On Tue, Sep 22, 2015 at 12:31 AM, LIBLICENSE <[log in to unmask]> wrote:

> From: "Jim O'Donnell" <[log in to unmask]>
> Date: Mon, 21 Sep 2015 17:05:33 -0400
>
> This will be my last obsession on the challenge of finding Ulysses on
> Amazon.
>
> On Saturday, Amazon made another try to find a good new paperback copy
> of Ulysses for me.  What they came up with was a Wordsworth edition
> from the UK for $1.45.  This has the merit of coming from a somewhat
> serious publisher, producing inexpensive copies of out-of-copyright
> classics.  Reader, I bought it -- don't actually need it, but for
> $1.45 (and free shipping with Prime), I couldn't resist.
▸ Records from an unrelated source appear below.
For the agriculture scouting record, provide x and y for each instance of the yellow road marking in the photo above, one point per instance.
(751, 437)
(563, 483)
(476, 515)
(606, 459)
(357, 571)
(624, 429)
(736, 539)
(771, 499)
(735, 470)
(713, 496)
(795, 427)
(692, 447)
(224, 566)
I'll think a
> little about just how it makes sense to sell a book at that price at
> all and where the concept of profit has gone.  Which part of the $1.45
> pays for the printing and binding, which for the distribution to
> booksellers, and which part for the shipping to me?   (N.B.:  there's
> controversy about just how "out of copyright" Ulysses is and the
> family has been highly protective.  My experience suggests, however,
> that their protectiveness has been colossally ineffective.)
>
> So then I went to a bookstore.  Easy to spot:  big sign "Books"
> outside and lots of greeting cards, wrapping paper, and writers'
> supplies inside.  But behind them, the books.  It took me thirty
> seconds in the store to find what I was looking for:  Vintage books
> edition, near-exact reprint of the classic Modern Library edition with
> the judge's opinion from the 1930s freeing the book for American
> readers.  I photographed the ISBN and mailed it to myself.  No
> question:  this suited my needs exactly.
>
> Back to Amazon:  if I search for editions of Ulysses or even just
> paperback editions of Ulysses, I do not find the Vintage edition at
> all.  I do find its cover illustrated on one entry on page 13 of the
> hits, but that points only to four used copies priced each at more
> than $2,000 (two thousand dollars:  not a typo, but no explanation
> what could justify the price).  *If* I input the ISBN, I get the
> correct edition, for $12.45, Prime eligible.  It comes with other tabs
> for hardcover and ebook editions, but those tabs lead to editions that
> have nothing to do with the Vintage edition; if you then click the
> "paperback" tab on one of those pages, the click does not take you
> back to the Vintage edition but off into the great dismal swamp of
> other editions.  Don't blink or it disappears.  (A liblicense reader
> points me to an Oxford Worlds Classics edition:  it is similarly
> invisible to the basic search but available if you know the ISBN
> already.)
>
> I give up.  Amazon certainly has.  Better I should use a library.